SCOTUS Enjoins Governor Cuomo’s COVID Restrictions on Houses of Worship

In Roman Catholic Diocese of Brooklyn, New York v. Andrew M. Cuomo, Governor of New York, 592 U.S. ___, 2020 WL 6948354 (U.S. Nov. 25, 2020), the U.S. Supreme Court granted an emergency application for injunctive relief, enjoining Governor Cuomo from enforcing New York Executive Order 202.68‘s 10- and 25-person occupancy limits applicable to houses of worship, for the time being (pending, e.g., appellate disposition).

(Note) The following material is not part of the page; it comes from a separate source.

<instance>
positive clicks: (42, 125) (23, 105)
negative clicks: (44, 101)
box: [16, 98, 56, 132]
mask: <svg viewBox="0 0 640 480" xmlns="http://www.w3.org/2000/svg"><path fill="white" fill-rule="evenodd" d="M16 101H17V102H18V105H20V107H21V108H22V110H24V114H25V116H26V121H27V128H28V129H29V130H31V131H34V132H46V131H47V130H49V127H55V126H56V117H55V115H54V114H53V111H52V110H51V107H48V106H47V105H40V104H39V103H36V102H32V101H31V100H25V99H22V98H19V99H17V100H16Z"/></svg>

Framing the issue, the court explained:

Both applications seek relief from an Executive Order issued by the Governor of New York that imposes very severe restrictions on attendance at religious services in areas classified as “red” or “orange” zones. In red zones, no more than 10 persons may attend each religious service, and in orange zones, attendance is capped at 25. The two applications, one filed by the Roman Catholic Diocese of Brooklyn and the other by Agudath Israel of America and affiliated entities, contend that these restrictions violate the Free Exercise Clause of the First Amendment, and they ask us to enjoin enforcement of the restrictions while they pursue appellate review. Citing a variety of remarks made by the Governor, Agudath Israel argues that the Governor specifically targeted the Orthodox Jewish community and gerrymandered the boundaries of red and orange zones to ensure that heavily Orthodox areas were included. Both the Diocese and Agudath Israel maintain that the regulations treat houses of worship much more harshly than comparable secular facilities. And they tell us without contradiction that they have complied with all public health guidance, have implemented additional precautionary measures, and have operated at 25% or 33% capacity for months without a single outbreak.

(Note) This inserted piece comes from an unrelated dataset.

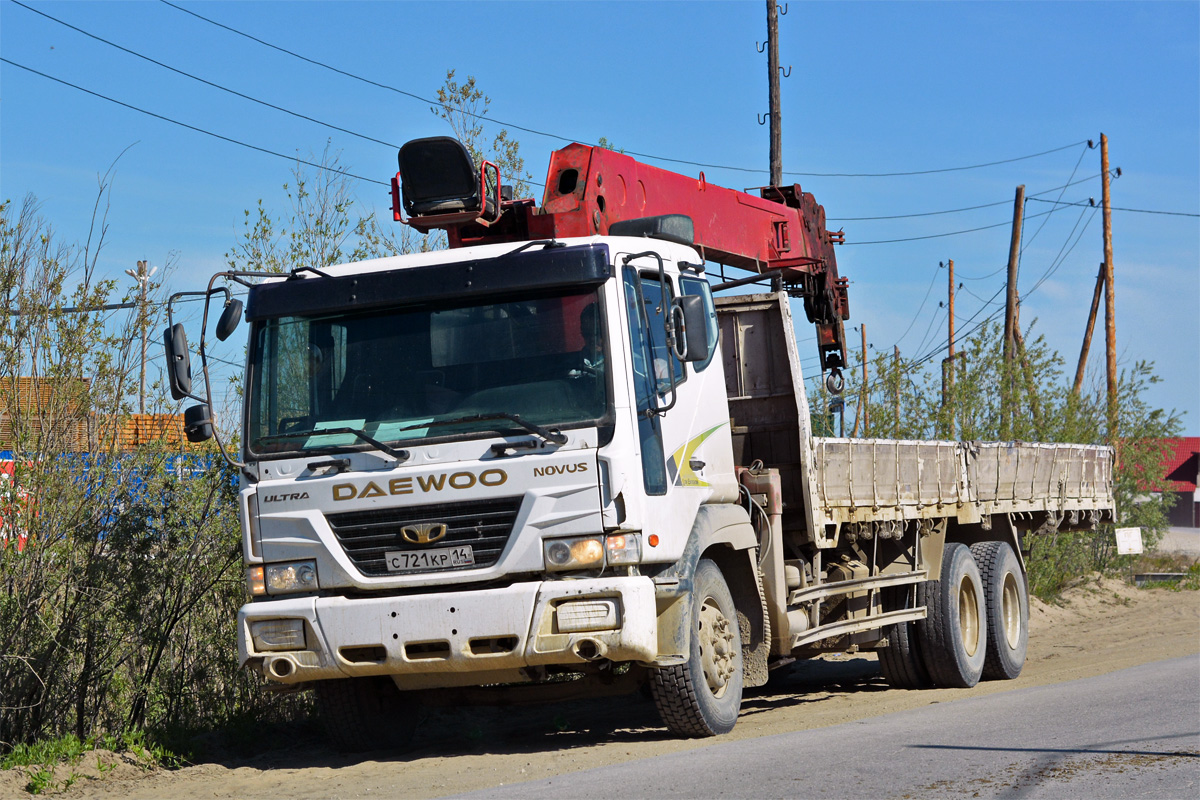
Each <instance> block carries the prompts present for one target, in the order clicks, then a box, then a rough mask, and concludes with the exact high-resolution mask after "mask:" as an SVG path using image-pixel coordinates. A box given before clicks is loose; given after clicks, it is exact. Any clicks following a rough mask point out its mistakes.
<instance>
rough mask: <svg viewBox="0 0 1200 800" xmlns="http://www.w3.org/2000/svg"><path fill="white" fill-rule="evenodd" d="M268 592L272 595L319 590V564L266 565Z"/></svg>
mask: <svg viewBox="0 0 1200 800" xmlns="http://www.w3.org/2000/svg"><path fill="white" fill-rule="evenodd" d="M266 590H268V591H269V593H271V594H272V595H282V594H289V593H294V591H316V590H317V563H316V561H295V563H293V564H268V565H266Z"/></svg>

The applicants have clearly established their entitlement to relief pending appellate review. They have shown that their First Amendment claims are likely to prevail, that denying them relief would lead to irreparable injury, and that granting relief would not harm the public interest. See Winter v. Natural Resources Defense Council, Inc., 555 U. S. 7, 20 (2008). Because of the need to issue an order promptly, we provide only a brief summary of the reasons why immediate relief is essential.

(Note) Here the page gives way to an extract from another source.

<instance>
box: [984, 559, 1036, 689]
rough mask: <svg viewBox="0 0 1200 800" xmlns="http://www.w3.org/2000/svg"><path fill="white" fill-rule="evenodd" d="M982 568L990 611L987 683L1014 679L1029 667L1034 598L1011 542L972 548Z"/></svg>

The Court proceeded to explain, specifically, how the elements bearing on injunctive relief – (1) likelihood of success on the merits, (2) irreparable harm, (3) public interest – favored the applicants.

As to the likelihood of success on the merits, for example, the Court explained that the applicants made a “strong showing that the challenged restrictions violate the minimum requirement of neutrality to religion” and that “the regulations cannot be viewed as neutral because they single out houses of worship for especially harsh treatment.”